Gary expects the luxury housing market and the broader economy to remain challenging through fiscal 2023 amid high mortgage rates. This aligns with trends in luxury consumer spending per recent results from LVMH, Kering, and West Elm. RH also admitted its strategy of maintaining high prices failed, and it increased promotions after Q1. RH’s 8% inventory decline in Q2 was slower than the revenue drop, signaling inventory liquidation pressures ahead. However, RH remains resilient, maintaining an 18% operating margin despite promotion and traffic challenges.
Market Conditions for Luxury Homes
Per Redfin, luxury home sales fell 24% in Q2, the smallest drop in a year, as high rates bring some buyers back.
We believe the luxury segment has seen a slight easing in sales declines because luxury home prices have already fallen substantially from last year’s peaks. Prices dropped far more in formerly hot markets like San Francisco and Austin. This significant correction in prices has made high-end properties more affordable.

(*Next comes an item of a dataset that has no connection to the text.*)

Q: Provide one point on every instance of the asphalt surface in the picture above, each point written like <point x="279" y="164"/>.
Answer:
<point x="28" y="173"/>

However, while the supply of luxury homes appears to be stabilizing, luxury home prices likely face further downward pressure compared to non-luxury housing. Demand for expensive properties remains weak, with mortgage rates high and an uncertain economic outlook. Though early signs point to the market bottoming out, full recovery will be gradual, especially at the top end. Luxury homebuilders and retailers like RH still face headwinds until sales volumes and prices stabilize.
Valuation
RH has succeeded in boosting operating margins substantially over the past decade, driven by its effective brand-building and flagship retail experiences. Despite these strengths, RH’s overall revenue growth has been modest at best. Over the past 10 years, revenues have increased at a compound annual rate of just 10%, even with the introduction of a membership model and impressive earnings growth.
This has left RH more of a value play than a growth stock in our view. New store openings provide some incremental growth, but that strategy has limits.
Hence, RH does not appear cheap based on historical P/E or P/S ratios. The stock’s pullback after the recent earnings report seems understandable when factoring in the company’s growth challenges and the management’s muted market outlook. Conditions in the luxury housing market also remain unfavorable for the next few quarters at least. Hence, we do not see the current price level attractive.
Conclusion
RH CEO and Chairman Gary Friedman’s aggressive leadership style may not appeal to all investors, much like Elon Musk’s polarizing persona. However, we regard Friedman’s shareholder policies as transparent and investor-friendly. Monitoring his personal stock trading provides useful signals on RH for investors. The company has solid underlying fundamentals as a premier luxury furniture brand. Given these strengths, RH remains a stock worth monitoring or holding long-term in our view. That said, with the luxury housing market facing ongoing pressures and RH still working through excess inventory, the company is not out of the woods yet. With valuation not attractive for a value play currently, patience seems prudent until macro conditions improve and inventory normalizes. We suggest waiting for now.